Pour redonner un élan à l'agriculture française

Les États généraux de l'alimentation ont été lancés le 20 juillet. Un premier diagnostic commun a été dressé : les agriculteurs font face à d'importantes difficultés et il est urgent de redonner un élan à l'agriculture française et à tout le secteur agroalimentaire. Mais chaque pan de la société a des attentes et des priorités différentes.

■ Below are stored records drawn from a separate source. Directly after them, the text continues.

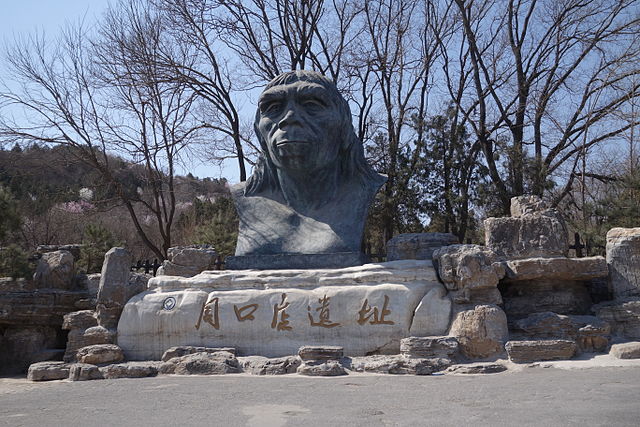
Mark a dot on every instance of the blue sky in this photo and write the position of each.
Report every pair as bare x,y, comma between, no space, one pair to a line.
21,17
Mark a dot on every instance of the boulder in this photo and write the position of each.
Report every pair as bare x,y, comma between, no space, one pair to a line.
130,370
187,261
47,371
540,350
429,347
399,365
477,368
623,259
417,245
320,353
533,231
481,332
99,354
55,270
470,273
329,368
84,372
184,350
114,290
628,350
258,365
623,315
218,363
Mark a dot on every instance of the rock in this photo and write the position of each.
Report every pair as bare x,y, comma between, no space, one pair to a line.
539,350
320,353
99,354
55,270
573,269
481,332
470,273
130,370
399,365
79,338
429,347
113,292
623,315
527,205
417,245
479,368
189,349
187,261
258,365
47,371
525,297
628,350
329,368
84,372
218,363
623,247
547,325
79,320
365,309
532,233
433,315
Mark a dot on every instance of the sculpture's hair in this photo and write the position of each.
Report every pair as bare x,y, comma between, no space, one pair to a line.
352,164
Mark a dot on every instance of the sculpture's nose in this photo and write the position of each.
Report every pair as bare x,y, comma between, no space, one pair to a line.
290,117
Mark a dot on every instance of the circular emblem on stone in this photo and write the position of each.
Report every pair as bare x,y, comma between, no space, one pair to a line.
169,303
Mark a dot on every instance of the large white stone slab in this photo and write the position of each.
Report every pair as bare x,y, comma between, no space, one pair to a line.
272,313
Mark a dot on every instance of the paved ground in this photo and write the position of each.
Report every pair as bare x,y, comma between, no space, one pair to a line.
529,396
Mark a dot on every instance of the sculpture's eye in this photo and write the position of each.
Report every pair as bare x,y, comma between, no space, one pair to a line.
271,107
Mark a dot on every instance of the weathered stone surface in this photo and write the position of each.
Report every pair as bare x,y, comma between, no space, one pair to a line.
47,371
478,368
433,315
55,270
329,368
481,332
623,259
532,233
363,309
556,268
417,245
539,350
99,354
218,363
308,352
130,370
114,283
623,316
79,320
84,372
628,350
524,297
187,261
399,365
259,365
180,351
20,346
311,187
470,273
429,347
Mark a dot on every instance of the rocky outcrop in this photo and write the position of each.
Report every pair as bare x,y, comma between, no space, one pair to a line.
417,245
187,261
532,231
540,350
481,331
623,247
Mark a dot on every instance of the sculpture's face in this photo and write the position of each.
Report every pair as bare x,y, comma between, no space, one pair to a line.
300,125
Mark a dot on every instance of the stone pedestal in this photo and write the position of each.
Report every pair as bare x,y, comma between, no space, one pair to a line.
366,309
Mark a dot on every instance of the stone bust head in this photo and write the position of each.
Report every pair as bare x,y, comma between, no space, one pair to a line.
311,187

Les agriculteurs ont rappelé la nécessité de mieux répartir la valeur et d'aller vers des prix justes.
Pour redonner un élan à l'agriculture française

Les États généraux de l'alimentation ont débuté le 20 juillet, avec une déception : le président de la République, Emmanuel Macron, n'est pas venu clôturer les travaux, étant en déplacement sur la base militaire d'Istres. Édouard Philippe, le Premier ministre, qui a introduit les États généraux, a précisé que le président de la République interviendrait en octobre, au moment des conclusions du premier chantier consacré à la « création et à la répartition de la valeur » et avant le démarrage du second chantier consacré à assurer une alimentation saine, sûre, durable et accessible à tous. Nicolas Hulot, ministre à la Transition écologique, et Stéphane Travert, ministre de l'Agriculture ont assuré l'ouverture.       Objectif n° 1 : une répartition équitable de la valeur Dans son discours introductif, Édouard Philippe a rappelé les « défis » de ces États généraux : retrouver une « répartition équitable de la valeur » mais aussi rétablir la confiance dans les produi...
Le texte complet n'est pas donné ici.